第35章
求救訊號的發出有點猛。拉伯將身上帶的一個微型追蹤器一把捏碎,道:“只要訊號一消失。很快就會有人找到這裡的。”
“你真的確定?你是幹什麼的要隨身攜帶追蹤器?”
“哈哈,看不出來吧,我其實是個學者,頭銜還是教授呢!”
“我真看不出來……”
拉伯開始跟周喬胡侃,侃他做的一系列莫名其妙的研究,像把貓放進冰箱,或是把青蛙煮沸。這些令人無語的實驗稍稍分散了周喬的緊張。裂痕在擴大,他們命懸一線,但卻悠閒地坐在雪橇上聊天。周喬都有些佩服自己的臨危不懼。
過了半個小時左右,他們開始聽到雪地摩托的聲音傳來。救星到了,兩人都鬆了口氣。拉伯替周喬整了整帽子說:“看你沒吃飽的樣子,待會兒你先離開。”

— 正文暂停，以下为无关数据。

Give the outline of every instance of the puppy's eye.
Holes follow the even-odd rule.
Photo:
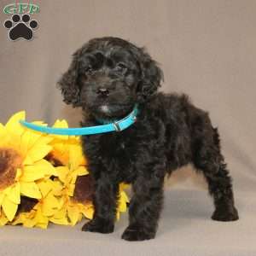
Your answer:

周喬想感激他,卻被他一串的笑聲打斷。來救他們的人有兩個,拉伯正對著他們笑。這兩個人都戴著滑雪鏡,看不清容貌,一見雪橇所處的狀況便開始了救援工作。
一條套圈的繩子很快扔了過來。拉伯把它圍在周喬的腰上,讓她慢慢爬出雪橇,在湖面上趴著前進,以最大可能地減少壓力。
周喬用圍巾矇住半張臉,小心翼翼地出了雪橇,在冰面裂痕中膽戰心驚地往前爬。冰面上的寒氣和溼氣讓她難以忍受。直到到達對岸時,身體已經被凍得麻木。
她很快被人抱起用毛毯裹著安置在摩托上。而後這兩個頗有些身手的來客竟然也安全地解救出了拉伯,以及十二隻雪橇犬。整個過程驚險刺激,比看災難電影還過癮。
全部得救以後,拉伯仍舊笑呵呵,忘了剛剛的危險。那兩個人遞給他暖身的烈酒喝,也給了周喬一小瓶。周喬好久沒嘗酒味了,實在求之不得,連忙拉下圍巾幹了一口,直嗆得咳嗽。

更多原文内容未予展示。